Here you can see that I'm setting a flag to whatever is in bit position 0 in the write case (and I don't care about whatever else they may have written), while in the read case I'm building up a status word made up of individual bits that the peripheral is driving.

aside: I am also explicitly maintaining clear_int at zero in the read case. It's just good coding practice to make sure that all signals are assigned in all code paths in HDL. At best not doing so makes for sloppy code. At worst you can infer latches. Note that I do something similar with wb_dat_o before I even enter the register access case.

Keep in mind that these are only examples to illustrate the point, and that a well-written program will be described more carefully and thoroughly. Also keep in mind that it's 8am here and I haven't had my coffee yet. :-)

I guess you are talking about register in some peripheral part, either part of the processor chip or connected to it in some way.

In a Read Only register the data originates from some external (from the processor's point of view) process and associated hardware, like the receiving of serial data by a UART. Hence that hardware connects to te FF's input, and its outputs connect (for instance) to the processor's bus.

For a Write Only register the situation is the reverse, the processor connects (directly or indirectly) to the FF's inputs, and the FF's outputs connect to some external circuitry. An example is a digital-to-analog converter.

One thing I would suggest you try to do, though alas many designs don't do this consistently, is to divide writable registers into "latching" and "action" categories, with the expectation that a read of a latching register will always return the value written, while a read of an action register's address should be regarded as reading an independent read-only register.

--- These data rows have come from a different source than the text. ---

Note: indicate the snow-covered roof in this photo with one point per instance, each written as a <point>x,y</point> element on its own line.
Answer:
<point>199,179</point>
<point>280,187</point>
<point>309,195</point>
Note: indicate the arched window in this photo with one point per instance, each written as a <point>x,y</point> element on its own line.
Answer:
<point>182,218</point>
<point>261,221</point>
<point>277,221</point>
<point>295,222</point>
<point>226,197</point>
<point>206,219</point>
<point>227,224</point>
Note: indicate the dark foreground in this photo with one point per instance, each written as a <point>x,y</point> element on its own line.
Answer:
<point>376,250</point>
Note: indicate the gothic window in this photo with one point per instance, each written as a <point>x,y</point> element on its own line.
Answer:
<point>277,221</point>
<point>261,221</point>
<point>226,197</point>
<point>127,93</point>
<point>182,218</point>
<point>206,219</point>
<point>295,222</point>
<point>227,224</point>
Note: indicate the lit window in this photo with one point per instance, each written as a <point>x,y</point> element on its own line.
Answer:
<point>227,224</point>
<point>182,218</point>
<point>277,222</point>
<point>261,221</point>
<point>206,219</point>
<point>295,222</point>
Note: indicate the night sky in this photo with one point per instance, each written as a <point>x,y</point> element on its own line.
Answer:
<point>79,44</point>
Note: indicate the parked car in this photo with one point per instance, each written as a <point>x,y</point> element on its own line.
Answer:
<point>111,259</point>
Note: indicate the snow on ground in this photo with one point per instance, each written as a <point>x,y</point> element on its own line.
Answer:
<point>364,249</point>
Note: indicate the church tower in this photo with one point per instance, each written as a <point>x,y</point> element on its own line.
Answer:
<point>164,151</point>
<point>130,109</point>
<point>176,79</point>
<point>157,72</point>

For example, suppose your system has eight latches that detect external events. If those latches sit in one 8-bit register which can be directly read or written by the CPU, or which can be asynchronously set externally, then if user code observes that bit 0 and 2 are set (meaning the register reads 0x05) and wants to clear bit 0 while leaving bit 2 set, trying to write 0x04 to the register just as some event would cause some other bit to become set would have the unfortunate effect of clearing the latch associated with that other event, thus causing it to be missed. If one instead had a "read" address that reports the state of the latches, a "write zeroes" address which allows selected bits to be cleared, and possibly a "write ones" address which allows selected bits to be set, then these problems would not occur.

For things that the CPU is actually supposed to control (as opposed to merely making note of--as was the case with interrupt flags), but where the CPU's ability to control them may be limited by external factors, one should separate out what the CPU is requesting from what it's able to do. For example, if a motor-control output is supposed to be asynchronously switched off by a an external "motor-shutdown" input, that input shouldn't simply clear the "motor-control" output latch which the CPU set. Instead, the CPU should have a latch which says whether it wants the motor to be on, and that latch should not be changed by external factors. A second externally-triggered latch should indicate whether a motor-shutdown signal has arrived; the motor output should then be driven only when the CPU request says "go" and the "shutdown" latch is not tripped, thus allowing the CPU to have separate "commands" for "start this device which it had previously requested to be off, assuming no fault exists", and "acknowledge/clear the fault condition".

Designing hardware to separate out what the computer is asking for versus what the external hardware is currently allowed to do shouldn't be hard, and keeping such things separate as a matter of principle will help avoid bugs that can occur when the CPU--in the process of trying to write one thing--accidentally writes something else.